I pull my swab through the tube. It gets stuck. Crap. I try pulling. No, it's stuck good. I try pushing. No, it's still stuck. I pull and I push and I yank on it with pliers, and I clamp it in my vice and I drag the bench that the vice is mounted on around the garage and the yard and back again. The stupid swab will not come out.

Then my wire breaks. Ok fine. I try pushing with more wire. I bend the wire. I try some heavy stainless steel rod. I bent that too. Then the swab budged. I was hopeful, so I tried the heavy stainless rod again. It bent more and tried to bend my feed tube after trying to get stuck, and a few more laps with the bench and the vice.

I've spent about a half hour cleaning the spray gun now, and about an hour trying to get the swab cleared out of the feed tube.

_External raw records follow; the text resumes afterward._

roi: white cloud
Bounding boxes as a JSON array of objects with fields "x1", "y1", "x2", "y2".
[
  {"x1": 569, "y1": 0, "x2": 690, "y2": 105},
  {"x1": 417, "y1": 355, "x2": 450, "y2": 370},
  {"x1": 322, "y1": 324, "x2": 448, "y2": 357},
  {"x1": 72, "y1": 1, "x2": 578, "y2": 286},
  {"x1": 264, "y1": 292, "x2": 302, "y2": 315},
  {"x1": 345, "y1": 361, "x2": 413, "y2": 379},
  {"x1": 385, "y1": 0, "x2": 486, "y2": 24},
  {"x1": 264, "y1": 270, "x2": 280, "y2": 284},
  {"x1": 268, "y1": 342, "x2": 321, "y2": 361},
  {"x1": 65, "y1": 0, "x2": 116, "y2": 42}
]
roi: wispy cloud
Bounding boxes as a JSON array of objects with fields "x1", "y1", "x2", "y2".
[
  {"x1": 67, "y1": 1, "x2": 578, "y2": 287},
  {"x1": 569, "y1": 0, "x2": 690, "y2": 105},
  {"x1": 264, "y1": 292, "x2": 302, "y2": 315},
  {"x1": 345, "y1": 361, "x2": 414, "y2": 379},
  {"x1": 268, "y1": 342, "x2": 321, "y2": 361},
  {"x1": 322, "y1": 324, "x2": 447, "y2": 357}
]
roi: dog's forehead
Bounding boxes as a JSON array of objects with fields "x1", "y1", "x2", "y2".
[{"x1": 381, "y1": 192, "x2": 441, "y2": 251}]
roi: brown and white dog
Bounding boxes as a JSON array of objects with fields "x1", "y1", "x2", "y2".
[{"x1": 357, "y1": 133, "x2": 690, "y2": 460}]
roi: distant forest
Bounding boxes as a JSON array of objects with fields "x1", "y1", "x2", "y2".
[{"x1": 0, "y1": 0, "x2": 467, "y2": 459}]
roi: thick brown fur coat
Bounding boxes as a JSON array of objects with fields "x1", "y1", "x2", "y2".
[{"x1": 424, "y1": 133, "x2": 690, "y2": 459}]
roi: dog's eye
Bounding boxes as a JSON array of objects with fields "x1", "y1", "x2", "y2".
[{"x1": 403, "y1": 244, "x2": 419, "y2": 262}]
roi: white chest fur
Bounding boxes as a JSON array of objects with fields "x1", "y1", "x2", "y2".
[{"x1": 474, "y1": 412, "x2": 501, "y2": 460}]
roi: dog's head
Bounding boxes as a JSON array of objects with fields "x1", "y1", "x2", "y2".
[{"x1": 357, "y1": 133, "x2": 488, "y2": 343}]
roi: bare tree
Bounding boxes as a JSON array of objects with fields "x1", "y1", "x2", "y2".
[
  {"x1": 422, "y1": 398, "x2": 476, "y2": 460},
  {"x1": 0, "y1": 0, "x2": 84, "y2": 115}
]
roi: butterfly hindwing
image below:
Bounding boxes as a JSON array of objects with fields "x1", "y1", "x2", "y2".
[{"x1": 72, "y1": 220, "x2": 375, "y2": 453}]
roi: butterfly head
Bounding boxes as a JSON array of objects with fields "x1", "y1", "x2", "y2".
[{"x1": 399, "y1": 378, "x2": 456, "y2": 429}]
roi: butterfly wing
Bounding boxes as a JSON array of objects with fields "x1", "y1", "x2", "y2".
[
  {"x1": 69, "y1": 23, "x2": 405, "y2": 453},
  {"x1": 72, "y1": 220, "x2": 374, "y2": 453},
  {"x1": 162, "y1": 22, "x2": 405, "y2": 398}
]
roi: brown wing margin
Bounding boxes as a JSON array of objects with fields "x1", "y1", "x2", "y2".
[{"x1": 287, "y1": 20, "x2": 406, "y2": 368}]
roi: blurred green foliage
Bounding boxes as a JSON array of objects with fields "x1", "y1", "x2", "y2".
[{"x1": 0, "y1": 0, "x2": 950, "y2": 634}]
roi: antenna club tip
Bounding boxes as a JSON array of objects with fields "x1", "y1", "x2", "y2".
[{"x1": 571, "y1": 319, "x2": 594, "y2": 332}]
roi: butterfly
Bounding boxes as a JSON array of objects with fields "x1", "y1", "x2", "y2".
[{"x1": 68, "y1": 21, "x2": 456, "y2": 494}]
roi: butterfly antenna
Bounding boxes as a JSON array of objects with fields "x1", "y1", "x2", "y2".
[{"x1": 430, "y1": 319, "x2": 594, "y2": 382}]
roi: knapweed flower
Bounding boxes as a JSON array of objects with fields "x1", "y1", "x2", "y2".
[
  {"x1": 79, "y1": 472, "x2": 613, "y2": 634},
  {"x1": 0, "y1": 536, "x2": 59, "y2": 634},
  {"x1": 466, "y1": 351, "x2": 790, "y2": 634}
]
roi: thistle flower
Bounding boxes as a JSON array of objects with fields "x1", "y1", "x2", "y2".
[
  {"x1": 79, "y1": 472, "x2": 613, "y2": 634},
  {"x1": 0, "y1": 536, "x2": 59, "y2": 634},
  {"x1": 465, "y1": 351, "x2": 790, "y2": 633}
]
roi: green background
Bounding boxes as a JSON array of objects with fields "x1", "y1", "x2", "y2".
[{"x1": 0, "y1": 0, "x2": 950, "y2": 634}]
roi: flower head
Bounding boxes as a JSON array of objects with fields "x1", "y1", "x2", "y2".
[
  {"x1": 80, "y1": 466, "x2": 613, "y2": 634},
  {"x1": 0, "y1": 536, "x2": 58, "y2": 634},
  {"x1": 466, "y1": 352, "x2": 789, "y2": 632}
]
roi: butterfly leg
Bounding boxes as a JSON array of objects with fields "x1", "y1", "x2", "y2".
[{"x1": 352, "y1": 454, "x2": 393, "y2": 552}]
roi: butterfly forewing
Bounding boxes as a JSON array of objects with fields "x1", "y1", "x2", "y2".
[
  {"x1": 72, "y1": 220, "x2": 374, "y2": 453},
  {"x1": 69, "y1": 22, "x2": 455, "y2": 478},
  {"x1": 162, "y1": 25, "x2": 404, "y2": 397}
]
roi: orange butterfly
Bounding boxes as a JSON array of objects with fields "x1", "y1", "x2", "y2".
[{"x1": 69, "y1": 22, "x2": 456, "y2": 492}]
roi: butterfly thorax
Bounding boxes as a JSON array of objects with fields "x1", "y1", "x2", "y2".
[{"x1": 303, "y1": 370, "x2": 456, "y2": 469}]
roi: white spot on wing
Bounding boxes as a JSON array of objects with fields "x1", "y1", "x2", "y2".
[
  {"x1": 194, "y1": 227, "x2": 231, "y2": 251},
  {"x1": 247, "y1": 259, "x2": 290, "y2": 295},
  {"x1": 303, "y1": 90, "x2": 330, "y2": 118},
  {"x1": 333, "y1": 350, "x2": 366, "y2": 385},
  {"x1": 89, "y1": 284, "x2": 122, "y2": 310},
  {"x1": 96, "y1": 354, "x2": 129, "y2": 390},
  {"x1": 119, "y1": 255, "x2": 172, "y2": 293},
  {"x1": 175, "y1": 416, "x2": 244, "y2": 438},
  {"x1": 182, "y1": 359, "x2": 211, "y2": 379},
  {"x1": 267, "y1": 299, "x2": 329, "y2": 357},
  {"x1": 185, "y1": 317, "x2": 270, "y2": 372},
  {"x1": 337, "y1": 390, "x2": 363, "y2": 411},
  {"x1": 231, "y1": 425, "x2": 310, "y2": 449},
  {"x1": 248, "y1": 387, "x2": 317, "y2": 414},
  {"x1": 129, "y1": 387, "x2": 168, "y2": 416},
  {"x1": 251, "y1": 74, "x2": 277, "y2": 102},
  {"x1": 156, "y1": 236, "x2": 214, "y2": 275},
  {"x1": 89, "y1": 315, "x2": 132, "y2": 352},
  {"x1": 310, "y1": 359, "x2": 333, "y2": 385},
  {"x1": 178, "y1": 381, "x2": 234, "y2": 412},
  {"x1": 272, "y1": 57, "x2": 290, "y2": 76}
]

It's a cotton rag that I made the swab out of. Cotton burns. It's soaked in flammable mineral spirits. Blamable mineral spirits also burn.

A plan emerges, and out comes the propane torch.

The little propane torches that fit on the little propane bottles are not enough for my needs. They're ok if you have a little can of pork and beans to heat up, or some sissy assed pipe to sweat. No. My propane torch is a man's torch. Screws into a 20lb. tank, and will spot heat (albeit slower than I prefer) 12 gage steel to a pretty good red glow.

I point the fire down my feed tube with the intent to incinerate the hell out of that stupid swab. Are you ready for what happens next?

ABSOLUTELY NOTHING!

It was a good plan. It should have worked. But it didn't. Probably something to do with a lack of oxygen in the tube.

I would have been ok with the whole deal if something stupid had happened. Like shooting a flaming paint soaked swab out of the feed tube and into my eye. I would have understood that, and chalked it up to Murphy's Law, and moved on to paint my shelf with one eye covered by bandages. But nothing happened. I spent another half hour trying desperately to set fire to something that by all claims on the label should have gone up like the Hindenburg.

I eventually went back to poking it with the rod and cleared it out. Then I painted my shelf.